Após a explosão, todas as festividades do Dia da Frota Russa "foram canceladas por razões de segurança", disse Razvojayev, pedindo aos moradores de Sebastopol que não deixem suas casas "se possível".

O ataque é o mais recente revés para a frota do Mar Negro durante a guerra contra a Ucrânia. Em abril, a Ucrânia afundou o principal navio da frota do Mar Negro, o cruzador Moskva. Até hoje não está claro quantos marinheiros foram mortos no ataque.

As autoridades ucranianas, por sua vez, negaram estar por trás do ataque sem precedentes, descrevendo as acusações russas como "provocação deliberada".

O anúncio de um "suposto ataque ucraniano à sede da frota russa em Sebastopol" é "uma provocação deliberada", disse Serguii Bratchuk, porta-voz da administração regional de Odessa (sul da Ucrânia), em um vídeo no Telegram.  "A libertação da Crimeia ucraniana ocupada acontecerá de outra maneira muito mais eficiente", acrescentou.

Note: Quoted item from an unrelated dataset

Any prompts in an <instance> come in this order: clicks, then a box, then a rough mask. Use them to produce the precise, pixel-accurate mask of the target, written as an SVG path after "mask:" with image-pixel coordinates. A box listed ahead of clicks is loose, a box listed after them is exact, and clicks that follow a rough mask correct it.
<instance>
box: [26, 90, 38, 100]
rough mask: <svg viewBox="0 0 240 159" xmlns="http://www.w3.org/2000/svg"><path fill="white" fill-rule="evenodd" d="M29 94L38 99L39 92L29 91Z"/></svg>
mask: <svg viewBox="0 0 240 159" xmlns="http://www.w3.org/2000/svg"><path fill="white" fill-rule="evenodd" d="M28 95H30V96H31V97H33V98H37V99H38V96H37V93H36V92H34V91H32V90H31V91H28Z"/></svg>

As acusações russas foram feitas horas antes de o presidente russo Vladimir Putin anunciar, em discurso em São Petersburgo, que sua Marinha seria equipada "nos próximos meses" com um novo míssil de cruzeiro hipersônico Zircon, que "não conhece obstáculos".

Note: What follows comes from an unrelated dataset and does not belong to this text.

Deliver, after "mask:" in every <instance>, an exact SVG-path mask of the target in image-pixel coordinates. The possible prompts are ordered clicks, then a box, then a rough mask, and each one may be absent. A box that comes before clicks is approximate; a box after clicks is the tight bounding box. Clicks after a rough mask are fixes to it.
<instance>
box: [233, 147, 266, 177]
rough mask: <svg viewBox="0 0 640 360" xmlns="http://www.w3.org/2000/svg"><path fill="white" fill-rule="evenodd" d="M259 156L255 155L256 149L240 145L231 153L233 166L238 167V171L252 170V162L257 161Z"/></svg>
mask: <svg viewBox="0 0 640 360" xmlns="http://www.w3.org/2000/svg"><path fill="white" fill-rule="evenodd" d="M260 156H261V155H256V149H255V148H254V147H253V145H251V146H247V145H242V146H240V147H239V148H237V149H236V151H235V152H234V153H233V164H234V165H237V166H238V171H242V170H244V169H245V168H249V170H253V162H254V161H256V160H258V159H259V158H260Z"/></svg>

A frota russa "é capaz de infligir uma resposta devastadora a todos aqueles que decidirem atacar a nossa soberania e liberdade", assegurou Putin, ressaltando que os seus equipamentos militares "estão sujeitos a melhorias contínuas". A entrega dos mísseis Zircon "às Forças Armadas russas começará nos próximos meses", disse ele.

Ataques russos

No sul da Ucrânia, as autoridades de Mykolaiv apontaram neste domingo que a cidade havia sido alvo de intensos bombardeios russos, "os mais fortes" desde o início da guerra, que deixaram pelo menos dois mortos: um magnata do setor agrícola e sua esposa, que morreram após terem a mansão atingida por um míssil russo.

De acordo com o prefeito da cidade, Oleksandre Senkevych, "explosões poderosas" foram ouvidas duas vezes durante esta madrugada.

Outros ataques atingiram as regiões de Kharkiv (leste) e Sumy (nordeste).

Na noite de sábado, o presidente ucraniano, Volodymyr Zelensky, pediu aos moradores da região de Donetsk que deixassem a região para escapar do "terror russo" e dos bombardeios neste território no leste do país, em grande parte sob o controle de Moscou. "Foi tomada uma decisão do governo sobre a evacuação obrigatória da região de Donetsk", disse Zelensky em vídeo. "Quanto mais moradores deixarem a região de Donetsk agora, menos pessoas o exército russo matará", completou.

Pelo menos 200.000 civis ainda vivem nos territórios da região de Donetsk que ainda não estão sob ocupação russa, segundo uma estimativa das autoridades ucranianas.